To make this system work, we need to define objective criteria for evaluating reasoning. Each belief or argument would have measurable scores that reflect its logical quality, verification, and relevance. However, these scores would not be assigned by authority or popularity. Each score would be built from its own set of sub-arguments that argue for or against that score. In other words, every measurement of reasoning would itself be the product of reasoning.
  • A logical validity score would be determined by sub-arguments debating whether the reasoning follows from its premises. Some sub-arguments might point out logical fallacies, while others defend the structure as valid.
  • A level of verification score would be based on sub-arguments about how well the claim has been tested, replicated, or observed. Competing sub-arguments could challenge the reliability of the evidence or defend its strength.
  • A linkage score would measure how strongly an argument or piece of evidence supports its conclusion. Its sub-arguments would test whether the truth of the evidence would actually strengthen the conclusion and to what degree.
  • An importance score would be supported or opposed by sub-arguments about how central that belief is within the reasoning network and how much it influences related conclusions.
  • An impact score would be shaped by sub-arguments about the real-world consequences if the belief were true.
Each of these layers of argument would feed into the overall strength of the belief being evaluated.

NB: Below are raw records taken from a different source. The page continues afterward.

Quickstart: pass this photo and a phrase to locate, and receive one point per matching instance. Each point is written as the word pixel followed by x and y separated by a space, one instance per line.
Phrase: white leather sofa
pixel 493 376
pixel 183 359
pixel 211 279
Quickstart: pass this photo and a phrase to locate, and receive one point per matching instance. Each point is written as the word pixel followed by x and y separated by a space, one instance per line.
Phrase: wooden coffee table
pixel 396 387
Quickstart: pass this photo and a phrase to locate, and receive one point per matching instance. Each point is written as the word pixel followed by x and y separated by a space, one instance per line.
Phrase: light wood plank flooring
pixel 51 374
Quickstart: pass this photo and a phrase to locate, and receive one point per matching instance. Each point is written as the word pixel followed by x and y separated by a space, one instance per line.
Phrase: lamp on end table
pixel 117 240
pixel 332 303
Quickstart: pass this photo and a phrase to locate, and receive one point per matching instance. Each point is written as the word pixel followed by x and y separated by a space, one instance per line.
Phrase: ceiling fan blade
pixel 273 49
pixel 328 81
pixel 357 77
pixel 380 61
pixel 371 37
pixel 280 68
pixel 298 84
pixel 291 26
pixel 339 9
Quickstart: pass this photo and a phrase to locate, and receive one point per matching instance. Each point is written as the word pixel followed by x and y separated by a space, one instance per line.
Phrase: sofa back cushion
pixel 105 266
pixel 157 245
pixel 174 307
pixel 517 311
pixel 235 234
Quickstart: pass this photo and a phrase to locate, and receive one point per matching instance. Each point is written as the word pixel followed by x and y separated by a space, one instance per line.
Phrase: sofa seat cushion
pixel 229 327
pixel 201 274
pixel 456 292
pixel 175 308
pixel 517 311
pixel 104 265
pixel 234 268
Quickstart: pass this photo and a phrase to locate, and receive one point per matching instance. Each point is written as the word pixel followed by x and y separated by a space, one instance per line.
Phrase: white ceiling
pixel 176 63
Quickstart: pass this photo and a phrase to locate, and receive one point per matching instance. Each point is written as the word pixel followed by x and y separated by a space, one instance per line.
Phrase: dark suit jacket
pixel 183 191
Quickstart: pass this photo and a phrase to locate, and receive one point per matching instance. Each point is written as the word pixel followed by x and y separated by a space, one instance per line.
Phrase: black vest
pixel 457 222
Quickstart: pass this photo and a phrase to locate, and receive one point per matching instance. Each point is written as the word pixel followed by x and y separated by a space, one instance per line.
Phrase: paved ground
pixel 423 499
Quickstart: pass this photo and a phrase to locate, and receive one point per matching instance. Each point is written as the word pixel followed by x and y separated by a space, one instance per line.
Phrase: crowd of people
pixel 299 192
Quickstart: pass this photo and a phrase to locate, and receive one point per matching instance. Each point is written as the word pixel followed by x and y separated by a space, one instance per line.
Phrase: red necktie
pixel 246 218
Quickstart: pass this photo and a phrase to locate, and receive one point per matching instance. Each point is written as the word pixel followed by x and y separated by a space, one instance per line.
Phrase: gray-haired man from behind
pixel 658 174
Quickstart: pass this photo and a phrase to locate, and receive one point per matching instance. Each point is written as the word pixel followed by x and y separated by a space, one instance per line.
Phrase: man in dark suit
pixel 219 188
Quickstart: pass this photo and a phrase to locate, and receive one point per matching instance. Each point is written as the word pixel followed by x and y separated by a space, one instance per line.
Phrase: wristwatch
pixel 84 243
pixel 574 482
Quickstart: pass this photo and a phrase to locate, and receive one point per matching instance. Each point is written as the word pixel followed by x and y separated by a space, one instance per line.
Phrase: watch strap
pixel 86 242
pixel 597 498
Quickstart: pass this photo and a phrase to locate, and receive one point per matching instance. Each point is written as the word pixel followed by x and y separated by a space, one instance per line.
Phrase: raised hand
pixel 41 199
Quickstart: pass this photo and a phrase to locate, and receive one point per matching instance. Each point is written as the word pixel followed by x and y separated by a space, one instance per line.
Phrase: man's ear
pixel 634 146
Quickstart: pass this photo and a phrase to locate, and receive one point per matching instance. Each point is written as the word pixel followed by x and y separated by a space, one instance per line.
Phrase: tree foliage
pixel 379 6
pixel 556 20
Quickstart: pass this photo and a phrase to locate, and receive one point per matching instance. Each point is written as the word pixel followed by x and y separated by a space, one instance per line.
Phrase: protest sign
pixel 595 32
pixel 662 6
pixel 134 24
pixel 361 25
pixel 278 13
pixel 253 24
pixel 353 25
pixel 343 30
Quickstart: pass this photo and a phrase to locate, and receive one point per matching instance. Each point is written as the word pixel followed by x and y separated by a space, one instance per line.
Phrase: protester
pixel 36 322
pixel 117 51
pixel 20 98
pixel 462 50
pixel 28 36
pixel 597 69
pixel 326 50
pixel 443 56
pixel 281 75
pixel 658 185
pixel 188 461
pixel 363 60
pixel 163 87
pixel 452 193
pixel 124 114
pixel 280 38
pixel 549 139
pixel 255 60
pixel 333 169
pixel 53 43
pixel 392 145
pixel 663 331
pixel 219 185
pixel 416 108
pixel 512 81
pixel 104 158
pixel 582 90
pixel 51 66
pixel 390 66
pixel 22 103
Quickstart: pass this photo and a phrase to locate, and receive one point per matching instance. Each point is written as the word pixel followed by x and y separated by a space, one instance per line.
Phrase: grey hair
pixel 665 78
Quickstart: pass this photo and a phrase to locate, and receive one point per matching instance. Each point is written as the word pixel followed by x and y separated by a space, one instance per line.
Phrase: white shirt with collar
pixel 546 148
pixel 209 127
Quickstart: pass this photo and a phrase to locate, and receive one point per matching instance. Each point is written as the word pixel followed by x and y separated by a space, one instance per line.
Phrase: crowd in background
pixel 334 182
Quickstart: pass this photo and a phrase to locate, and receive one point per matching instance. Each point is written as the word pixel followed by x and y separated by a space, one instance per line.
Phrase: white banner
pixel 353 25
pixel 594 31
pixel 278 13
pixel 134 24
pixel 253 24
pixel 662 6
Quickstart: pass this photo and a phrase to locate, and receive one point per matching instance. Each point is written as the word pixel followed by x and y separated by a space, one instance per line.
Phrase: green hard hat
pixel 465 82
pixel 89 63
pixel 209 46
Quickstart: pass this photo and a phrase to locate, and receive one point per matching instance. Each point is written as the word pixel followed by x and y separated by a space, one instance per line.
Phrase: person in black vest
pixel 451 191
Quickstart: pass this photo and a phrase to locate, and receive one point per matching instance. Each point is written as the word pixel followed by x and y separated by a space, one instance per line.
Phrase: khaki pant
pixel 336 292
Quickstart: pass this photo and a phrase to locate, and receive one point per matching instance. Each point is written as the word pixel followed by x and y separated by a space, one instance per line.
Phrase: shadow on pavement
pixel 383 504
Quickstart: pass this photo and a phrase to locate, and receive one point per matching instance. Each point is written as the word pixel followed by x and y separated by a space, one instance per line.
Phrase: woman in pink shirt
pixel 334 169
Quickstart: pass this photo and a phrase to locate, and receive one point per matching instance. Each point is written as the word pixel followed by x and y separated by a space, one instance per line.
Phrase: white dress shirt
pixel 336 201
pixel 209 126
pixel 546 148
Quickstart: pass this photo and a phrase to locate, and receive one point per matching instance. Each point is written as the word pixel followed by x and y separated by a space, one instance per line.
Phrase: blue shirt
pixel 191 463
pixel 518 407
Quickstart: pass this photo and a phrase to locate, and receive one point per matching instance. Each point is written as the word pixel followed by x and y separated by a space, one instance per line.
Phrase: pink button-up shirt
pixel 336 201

Together, these criteria would create a transparent, self-correcting ecosystem of reasoning. Strengthening one belief would strengthen every conclusion built on it. For example, evidence confirming that human activity causes global warming would also strengthen the argument for policies such as a carbon tax. The same framework could apply to any issue.

The purpose is not to promote one side of a debate but to organize reasoning itself. Anyone could contribute, as long as their arguments were supported by logic and evidence. The process would not require elites or connections. It would depend on clear thinking and transparency.

We have all worked under leaders who made poor decisions simply because no one could challenge them. Many rose to power through charm or connections rather than merit. They made choices that hurt their organizations, and there was no structured way to demonstrate why they were wrong. Our government operates in the same way. There is no transparent system that lets people publicly show the reasoning behind or against an action.

That is what we need to build. A process that allows people to present, test, and evaluate arguments. A system that values reason over rank. A political structure that bases decisions on transparent analysis rather than hierarchy.

The next step in political evolution is not about left or right. It is about reason itself.